RIP Dr. Dunnican, you will be missed.

Sep 08, 2010

Dr. Ward Dunnican is the surgeon I am assigned to for my surgery. I have an appt. with him on Tuesday Sept 14th. It is to be my first meeting with him and I am very excited. I have researched Dr. Dunnican and read nothing but excellent reviews about him from both patients and the hospitals where he has taught and worked. I feel blessed to have such a well respected, competent surgeon. It gives me a feeling of safety.

Yesterday my primary Dr.s office called to give me the appt. time for my upcoming colonoscopy. The secretary said "I notice on your chart it says to fax all test results to Dr. Dunnican?" I replied "yes" and she said "Did you hear what happened to him?" An uneasy feeling rose up in my stomach..... "Nooo, what?" I asked. "Last nite (Tuesday) he was killed in a motorcyle crash".  I just felt sick after hearing this. I met so many people in the support group I attend that are patients of his and they all sang his praise. Everyone seemed to love him  - as well as being an excellent surgeon he was very caring and concerned about the welfare of his patients and took good care of them on all levels. It is just such a tragedy! He was 38, married with 3 children and had everything to live for. I just feel awful about it and ache for the pain his wife and children must be feeling right now.

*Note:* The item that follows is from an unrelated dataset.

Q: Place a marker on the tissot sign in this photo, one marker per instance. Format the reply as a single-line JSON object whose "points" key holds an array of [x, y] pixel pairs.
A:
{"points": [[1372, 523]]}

I am not sure where this leaves me in the pre-surgery process. There are two other surgeons in the Bariatric Group at Albany Medical Center where I am receiving my care - I assume they will, at least for the time being - take over Dr. Dunnican's patients but of course this will set things back for all of us. I am still in the process of taking care of all the pre-surgery appts and did not yet have a definite surgery date - the last time I was at the clinic they told me probably around the end of Oct. So I was kind of psyched about that - not sure now where things will stand, but despite this disappointment I will carry on and hope it won't delay things for me too much. It will be hard to stay on track and stay motivated if things drag on in a kind of "limbo" for too long.
And now I have to get used to the idea of a different Dr.

Anyway I really want to say "Rest in Peace Dr. Dunnican". I know you will be greatly missed. Your life was too short, but you did amazing things while on this earth and helped so many people.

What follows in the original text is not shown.